Le plus surprenant dans les rues de Lille pendant ce jour de confinement d’avril 2020, c’est la population que l’on voit.
Et celle qu’on ne voit plus. Plus aucun touriste. Plus de badauds. Plus de commerçants. Rapidement, trois populations apparaissent au milieu du calme apparent.
- les Joggeurs : certains rompus à l’exercice, objectif clair en tête et parcours défini. Ambiance de fin de peloton de marathon dans une ville vidée. D’autres, qui ont sorti le short pour la première fois depuis six ans, respirent mal, le regard vitreux, ils s’arrêteront probablement dans quelques minutes pour boire un demi litre d’eau tiède, avant de finir en Bref. Les joggeurs et les joggeurs du confinement.

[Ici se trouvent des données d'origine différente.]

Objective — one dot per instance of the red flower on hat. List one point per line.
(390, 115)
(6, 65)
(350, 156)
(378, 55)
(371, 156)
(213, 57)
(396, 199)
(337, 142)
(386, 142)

- les Marginaux : quand Bruno, sans-abri habitué de Rihour et Rue Natio’ m’interpelle dans la rue à 100 m pour me demander un ticket resto, il n’y a que lui et moi dans cette artère à ce moment-là. Impossible d’ignorer les sans-abri qui ne se fondent plus dans le décor ; ils sont le décor. Près de la gare Lille Flandres j’entends quelqu’un hurler le tube de Toto Cotugno devant les terrasses vides pendant que, côté Euralille, un autre lui hurle « Subutex ! Méthadone ! ». Quelques insultes et quelques rires Des marginaux. Les oubliés qu’on ne peut plus ignorer.
- les Livreurs : Ubereats, Deliveroo, les seuls rassemblements que j’ai pu voir sont ceux des livreurs, répartis en essaim, à attendre la prochaine commande à livrer devant chaque restaurant proposant le Les rues sont vides de piétons et le rythme s’accélère. Certains jouent encore au foot place de l’Opéra, d’autres foncent en livraison.
Il faisait chaud ce jour-là, soleil de plomb, ambiance lourde, irréelle.
Le silence est encore plus troublant quand il est déchiré par un bruit de coup de pédale ou une unique voix chantant près de la gare.
Alban Gernigon
Avril 2020.
Lille en confinement. En isolement. En Insolation.